Paul told the Christians at Corinth:  “Just as the sufferings of Christ overflow to us, so through Christ our comfort also overflows…We were burdened so greatly, so far beyond our ability to bear it, that we even gave up hope of living,” said Paul (2 Cor. 1:5 & 8 EHV).    

Why did God let things get so bad?  “So that we would not trust in ourselves, but in God, who raises the dead.  He rescued us from such a terrible death, and He will continue to rescue us,” said the apostle (2 Cor. 1:9-10 EHV).   The more severe the affliction, the more we appreciate God’s comfort.    

In his famous essay on Self Reliance, Ralph Waldo Emerson said:  “Trust thyself: every heart vibrates to that iron string.”  That sounds so noble, so courageous, until the ground gives way beneath your feet.  

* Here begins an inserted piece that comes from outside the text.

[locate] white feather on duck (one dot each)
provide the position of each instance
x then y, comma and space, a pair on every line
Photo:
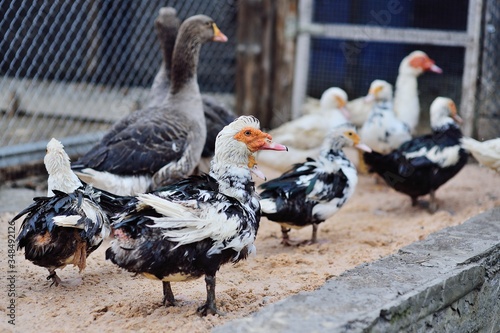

The people of Israel could not trust themselves when they had their backs to the Red Sea.  They needed to see the salvation of the Lord.   

Hezekiah and his people, caged in the city of Jerusalem by 185,000 Assyrians, could not trust themselves.  They needed the deliverance of God.  

The widow of Nain, following the lifeless body of her son out of the village gates and down to the cemetery, could not lean on herself.  But how great was the deliverance of Him who stopped the procession and raised her son!  

Troubles and persecutions happened to Paul, and such adversities happen to us, that we should stop trusting in ourselves, in our own power and plans, and cast ourselves into the arms of the God who raises the dead, who raised His Son, who shall raise us.  He who delivered us on Good Friday and Easter, He who delivers us each day from things we cannot see and who turns evil to our good, He who promises to hold us tomorrow and save us eternally, shall not go back on His word.  Nor shall the praise and thanks for His deliverances ever die on our lips.  

The shadows over church and world are lengthening.  A gathering storm is rolling in over the heads of Christ’s little flock.   Let us gather up this comfort from Christ in our Sunday services and Bible studies, in our Christian classrooms and Sunday School, in our private devotions.  Let us pack this comfort for the journey – like water for the desert, like bread for the wilderness.  We’re going to need it. Christ is more than pleased to provide it.